Historic church in Mississippi, United States

Bethany Presbyterian Church is a historic church in Ariel, Mississippi, United States, near the incorporated towns of Centreville and Liberty. The church is along Mississippi Highway 48. The one-roomed church building once saw congregations over 100 every Sunday, but those numbers have dwindled in recent years. The church was listed on the National Register of Historic Places in 2003.

== Description ==
The Bethany Presbyterian Church is a large one-room church painted white and built of cypress wood. The church is raised off the ground by massive wooden beams and features a green metal roof and green shuttered windows. Wooden pews inside the church were split down the middle to divide men and women during services. Also on the grounds is a cemetery, with many of the headstones dating back to the 1800s.

The gabling of the church is in the Greek Revival style, a commonly-found trait among 19th-century buildings.

== History ==
The church was founded on October 8, 1808, by the Reverend James Smylie and the Reverend William Montgomery, making the church the fourth-oldest Presbyterian church in the Mississippi Territory and the second-oldest in terms of continuous existence. The first building was a log structure about 4 mi south of the present location. This building was used until 1832. Smylie was noted for his efforts in preaching to enslaved populations. A catechism allowing his teaching was allowed by the regional synod.

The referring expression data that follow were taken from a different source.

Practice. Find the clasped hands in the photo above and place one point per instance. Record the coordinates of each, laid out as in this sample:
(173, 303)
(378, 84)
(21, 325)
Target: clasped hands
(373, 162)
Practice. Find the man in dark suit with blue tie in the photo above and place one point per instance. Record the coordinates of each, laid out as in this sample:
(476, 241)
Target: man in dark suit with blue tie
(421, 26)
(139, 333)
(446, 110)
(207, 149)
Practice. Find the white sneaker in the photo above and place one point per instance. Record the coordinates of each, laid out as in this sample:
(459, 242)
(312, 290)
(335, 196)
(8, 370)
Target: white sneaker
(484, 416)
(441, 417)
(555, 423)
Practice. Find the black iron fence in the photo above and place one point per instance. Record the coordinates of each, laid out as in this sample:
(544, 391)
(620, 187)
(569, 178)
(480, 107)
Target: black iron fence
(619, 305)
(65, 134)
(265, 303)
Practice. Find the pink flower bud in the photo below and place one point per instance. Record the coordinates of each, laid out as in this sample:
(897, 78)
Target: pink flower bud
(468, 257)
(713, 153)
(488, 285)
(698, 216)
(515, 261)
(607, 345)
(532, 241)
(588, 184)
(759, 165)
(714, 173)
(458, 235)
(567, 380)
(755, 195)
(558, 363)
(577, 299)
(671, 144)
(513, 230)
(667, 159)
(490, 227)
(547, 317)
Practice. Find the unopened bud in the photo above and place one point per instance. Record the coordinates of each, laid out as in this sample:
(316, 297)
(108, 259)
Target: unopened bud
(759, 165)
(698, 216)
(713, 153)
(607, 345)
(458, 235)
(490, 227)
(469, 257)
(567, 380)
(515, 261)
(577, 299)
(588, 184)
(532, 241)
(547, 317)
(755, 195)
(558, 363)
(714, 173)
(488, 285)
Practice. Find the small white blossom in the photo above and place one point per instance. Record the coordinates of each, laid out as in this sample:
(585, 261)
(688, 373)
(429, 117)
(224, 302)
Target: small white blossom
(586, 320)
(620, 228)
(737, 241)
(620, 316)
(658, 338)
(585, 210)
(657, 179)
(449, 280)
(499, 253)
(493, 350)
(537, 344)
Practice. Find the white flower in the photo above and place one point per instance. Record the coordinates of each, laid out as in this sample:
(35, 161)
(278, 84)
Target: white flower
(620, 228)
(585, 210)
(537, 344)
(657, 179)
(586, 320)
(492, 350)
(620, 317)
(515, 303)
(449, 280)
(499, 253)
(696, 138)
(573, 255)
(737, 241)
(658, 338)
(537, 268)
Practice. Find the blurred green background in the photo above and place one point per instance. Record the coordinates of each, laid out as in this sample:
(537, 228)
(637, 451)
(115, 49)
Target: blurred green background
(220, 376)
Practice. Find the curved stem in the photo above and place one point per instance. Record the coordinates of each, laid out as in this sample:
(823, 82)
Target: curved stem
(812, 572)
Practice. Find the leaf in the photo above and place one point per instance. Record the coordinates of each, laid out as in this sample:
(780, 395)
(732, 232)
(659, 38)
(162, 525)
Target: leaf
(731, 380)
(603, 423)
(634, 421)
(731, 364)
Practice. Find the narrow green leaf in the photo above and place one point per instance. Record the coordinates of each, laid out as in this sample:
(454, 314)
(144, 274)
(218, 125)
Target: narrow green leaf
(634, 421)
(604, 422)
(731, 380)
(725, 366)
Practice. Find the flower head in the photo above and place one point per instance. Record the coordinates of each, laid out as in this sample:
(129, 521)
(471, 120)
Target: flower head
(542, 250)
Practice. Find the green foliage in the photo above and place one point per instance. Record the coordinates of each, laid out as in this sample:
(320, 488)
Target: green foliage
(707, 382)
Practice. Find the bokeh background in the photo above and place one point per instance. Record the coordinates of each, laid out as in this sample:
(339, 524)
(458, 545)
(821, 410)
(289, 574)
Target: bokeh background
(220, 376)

The second building of the church, called "New Bethany" was built c. 1831, along Beaver Creek, about 3 mi south of the current location. A one-room schoolhouse was also near the second building. A fire destroyed the building, prompting the construction of a third church.

The current church building was constructed in 1855. In the 1800s, the church regularly pulled in over 100 attendees. Prior to the American Civil War, enslaved people would sit in the rear, and after they were emancipated, formerly enslaved Black people continued to attend until the 1920s. The construction of Camp Van Dorn in the 1940s displaced many of the residents along Highway 48, meaning many of the church's attendees were affected.

In June 1958, an educational building was constructed on the property. In 1973, the church split away from the Presbyterian Church in the United States and joined the more conservative Presbyterian Church in America.

A 2003 Enterprise-Journal report found that only ten members regularly attended, with half of that total being the pastor's family. That year, on June 23, the church was added to the National Register of Historic Places.